Она была крупной, больше вороны или грача, и ее черные перья отливали необычным красноватым оттенком. Но еще более удивительным был птичий клюв: словно некий изрядно подвыпивший кузнец загнул его концы, да потом еще и закрутил их щипцами в разные стороны. И надо сказать, этим он сослужил птице неплохую службу, облегчив ей труд вылущивать еловые и сосновые семечки из шишек. Это был клест, из лесных птиц, что никогда не прилетают к жилищам людей. Он переступил сильными ногами на скользком карнизе, наклонил голову и тихо стукнул клювом в окно. Затем снова наклонил клюв, словно прислушиваясь, и вновь ударил в стекло, на этот раз уже гораздо громче и требовательнее. Но маленький Йонас не просыпался, и тогда клест подпрыгнул на карнизе и забарабанил в стекло, совсем как дятел. За окном было все так же тихо, ребенок спал, а дождь только усилился. Немного подождав, птица скосила умный глаз, что-то коротко каркнула, подпрыгнула и, взмахнув сильными крыльями, медленно и тяжело полетела обратно в сторону леса.
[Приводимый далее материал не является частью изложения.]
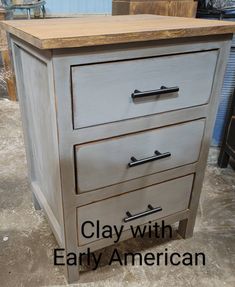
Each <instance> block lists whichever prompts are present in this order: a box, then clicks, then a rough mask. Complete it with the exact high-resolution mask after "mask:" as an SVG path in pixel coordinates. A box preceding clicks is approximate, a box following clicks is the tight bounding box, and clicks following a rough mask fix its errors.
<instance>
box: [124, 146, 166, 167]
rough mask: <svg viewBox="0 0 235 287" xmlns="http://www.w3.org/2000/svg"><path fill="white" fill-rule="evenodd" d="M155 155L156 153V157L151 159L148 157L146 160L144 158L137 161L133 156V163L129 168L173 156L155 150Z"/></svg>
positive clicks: (129, 166)
mask: <svg viewBox="0 0 235 287" xmlns="http://www.w3.org/2000/svg"><path fill="white" fill-rule="evenodd" d="M154 153H155V155H153V156H150V157H146V158H143V159H136V158H135V157H134V156H132V157H131V162H129V163H128V166H129V167H133V166H137V165H140V164H144V163H147V162H150V161H154V160H159V159H162V158H166V157H170V156H171V153H170V152H165V153H160V152H159V151H158V150H155V152H154Z"/></svg>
Молчун смотрел из своего сна на эту сцену, и его сердце колотилось как бешеное. Потом, когда клест уже исчез из виду, он долго глядел вслед птице, и в его сердце вновь медленно и неотвратимо вползала вязкая и тягучая пустота. Несколько минут немой друид стоял под окном, успокаивая отчаянный стук в груди. Затем он повернулся и медленно побрел по дороге, размытой нескончаемым осенним дождем, которая вела из сновидения в явь. Но Молчун не знал, что, проснувшись, он уже не вспомнит этого сна. Того последнего сна, в котором его в последний раз называли по имени. Сна, в котором кто-то так и не сумел достучаться до его сердца.